It's rare that animated specials dive in Halloween's origins the way many do for Christmas, making this adaptation of the Ray Bradbury children's novel fairly unique.
Finished the night online with Mystery at the Wax Museum on TCM. This horror mystery was one of the last films to use the original two-strip Technicolor process before the studios switched to the improved three-strip. Reporter Florence Dempsey (Glenda Farrell) thinks the Joan of Arc statue at the local wax museum too closely resembles a model who recently committed suicide for comfort. Turns out the model's body is among the many that have gone missing from the morgue recently. The musuem's creepy owner (Lionel Atwill) was disfigured by a fire in his previous museum that left him unable to sculpt. His assistant Ralph Burton (Allen Vincent) has a fiancee named Charlotte Duncan (Fay Wray) who is a dead (pardon the pun) ringer for the perfectly crafted Marie Antoinette he lost in the fire. He's determined to make the lovely Charlotte into his next victim, even as Florence learns just what happened to those bodies.

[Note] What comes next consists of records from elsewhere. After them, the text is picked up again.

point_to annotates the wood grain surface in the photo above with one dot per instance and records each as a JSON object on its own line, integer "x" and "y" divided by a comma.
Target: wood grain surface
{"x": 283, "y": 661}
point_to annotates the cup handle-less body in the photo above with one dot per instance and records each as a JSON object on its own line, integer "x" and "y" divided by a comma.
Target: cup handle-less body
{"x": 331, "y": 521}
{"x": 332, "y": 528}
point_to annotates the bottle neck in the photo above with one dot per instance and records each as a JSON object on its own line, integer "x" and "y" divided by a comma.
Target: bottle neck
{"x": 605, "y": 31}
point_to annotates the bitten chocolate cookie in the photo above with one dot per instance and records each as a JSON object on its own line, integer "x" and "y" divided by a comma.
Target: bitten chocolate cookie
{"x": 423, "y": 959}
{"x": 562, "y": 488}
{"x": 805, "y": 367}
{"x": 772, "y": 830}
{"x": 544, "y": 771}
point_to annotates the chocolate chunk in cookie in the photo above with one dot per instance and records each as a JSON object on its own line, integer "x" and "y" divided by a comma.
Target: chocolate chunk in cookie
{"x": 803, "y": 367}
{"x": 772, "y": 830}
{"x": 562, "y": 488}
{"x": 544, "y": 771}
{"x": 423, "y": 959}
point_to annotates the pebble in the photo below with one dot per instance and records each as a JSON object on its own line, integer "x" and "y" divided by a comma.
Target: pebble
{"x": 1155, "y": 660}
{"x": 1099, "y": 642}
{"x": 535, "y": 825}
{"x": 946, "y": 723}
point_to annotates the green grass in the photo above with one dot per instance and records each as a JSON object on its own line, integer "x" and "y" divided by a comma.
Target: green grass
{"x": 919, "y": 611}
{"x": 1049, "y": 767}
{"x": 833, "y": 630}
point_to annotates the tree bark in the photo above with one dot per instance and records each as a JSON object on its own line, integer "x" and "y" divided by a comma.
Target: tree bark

Creepy horror thriller proves that the pinks and greens of two-strip Technicolor could be just as useful in creating spooky atmosphere as it was in dressing up flashy musicals. Farrell and Atwill do the best here as the determined and fast-talking woman journalist who needs that story and the scary sculptor who finds a fairly nasty method of continuing to sculpt, even when he no longer can. This and the Vincent Price remake House of Wax are both recommended if you like your scares more tense than bloody.